Il d. lgs. 8.6.2001 n. 231 disciplina la responsabilità degli enti collettivi “per gli illeciti amministrativi dipendenti da reato” e rappresenta l’epilogo di un lungo cammino volto a contrastare il fenomeno della criminalità di impresa, superando il principio insito nella nostra cultura giuridica per cui societas delinquere non potest.
La normativa appare complessa e detta specifiche regole quanto alla struttura dell’illecito, all’apparato sanzionatorio, alla responsabilità patrimoniale, alle vicende modificative dell’ente, al procedimento di esecuzione e a quello di cognizione, il tutto finalizzato a costituire un efficace sistema di controllo sociale.
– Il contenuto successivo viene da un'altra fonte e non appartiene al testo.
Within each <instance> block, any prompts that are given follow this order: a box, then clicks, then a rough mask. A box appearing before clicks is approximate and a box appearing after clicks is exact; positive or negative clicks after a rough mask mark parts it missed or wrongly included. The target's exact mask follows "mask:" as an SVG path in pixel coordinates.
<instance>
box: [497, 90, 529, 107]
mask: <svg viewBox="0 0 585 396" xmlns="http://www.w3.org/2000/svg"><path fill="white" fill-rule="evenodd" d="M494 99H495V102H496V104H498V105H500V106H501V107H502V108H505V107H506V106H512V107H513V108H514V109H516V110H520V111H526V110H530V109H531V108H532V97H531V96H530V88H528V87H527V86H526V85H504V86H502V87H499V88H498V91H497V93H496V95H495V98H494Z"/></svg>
Il sistema sanzionatorio e le disposizioni processuali introdotte dalla normativa limitano la responsabilità degli enti ad un numero ristretto di reati. In particolare gli art 23 e 24 individuano le sanzioni irrogabili agli enti come conseguenza di una pluralità di delitti contro la Pubblica Amministrazione, distinti, ai fini della sanzione, per fasce di grandezza.
Ovviamente in tale costruzione l’illecito amministrativo è legato al fatto di reato delle persone fisiche poste ai vertici della società o che si trovano in una posizione subordinata rispetto a questi ultimi che esercitano poteri di vigilanza e/o controllo.
Ne consegue che l’accertamento delle sussistenza dell’illecito amministrativo in capo agli enti è strettamente dipendente dall’accertamento della sussistenza del reato presupposto, non a caso il Pubblico Ministro nella contestazione all’ente dell’illecito amministrativo deve esattamente indicare il reato da cui l’illecito dipende (art. 59).
A fronte quindi di tale costruzione della responsabilità amministrativa degli enti è evidente che il mancato accertamento della sussistenza del reato presupposto non può che comportare una pronunzia di esclusione della responsabilità dell’ente (art. 66).